Even in the event of overall dilution, employees are net beneficiaries.
|
| AGAINST |
32. Amendment of paragraph C of Article 11 of the Company’s bylaws relating to the procedures for appointing Administrators representing employees.
|
| AGAINST |
33. Amendment of paragraph D of Article 11 of the Company’s bylaws relating to the procedures for appointing Administrators representing employee shareholders.
|
|
The objective of these two resolutions is to guarantee parity in employee representation on the Board of Directors—an objective strongly supported by AASR. However, given the stakes:
- ensuring effective and legitimate employee representation,
- preserving the independence and stability of these Directors,
- maintaining their ability to contribute to long-term strategic debate,
the election procedures must be clear and easily understood by all employees. This is not the case for the two proposed paragraphs, which describe a complex and poorly readable system, incomprehensible to the majority of employees.
|
| FOR |
34. Amendment of Article 13 of the Company’s bylaws to specify the procedures for decision-making by the Board of Directors through written consultation.
|
|
For AASR, the Board of Directors must ensure:
- the maintenance of high-quality collective debate,
- the ability for all voices, including those of employee Directors, to be fully heard.

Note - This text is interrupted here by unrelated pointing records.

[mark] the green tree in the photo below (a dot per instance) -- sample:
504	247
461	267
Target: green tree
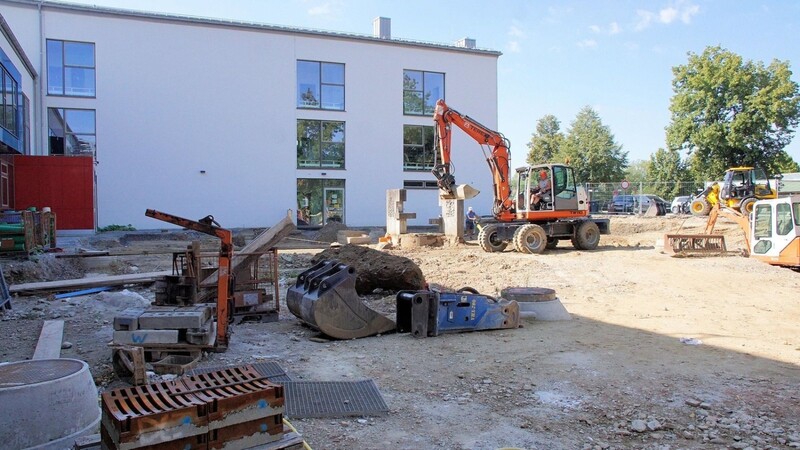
637	171
729	112
785	164
666	170
590	148
546	142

The option for any Board member to oppose written consultation ensures that employee representatives can request a debate if necessary.
|
| FOR |
35. Amendment of paragraph A of Article 11 and of Articles 12, 13, 15, 17, 25 and 28 of the Company’s bylaws.
|
|
This resolution groups together a large number of bylaw adjustments whose scope varies and is difficult to assess. AASR remains vigilant that no amendment:
- reduces existing rights,
- weakens the representation of employees or employee shareholders,
- unbalances the functioning of the Board.
These concerns do not appear to be raised by the proposed changes, which are the result of regulatory developments.
|
| FOR |
36. Powers to carry out formalities.
|
|
AASR has not identified any risk in this purely technical and standard resolution, which is necessary for the legal implementation of the decisions adopted.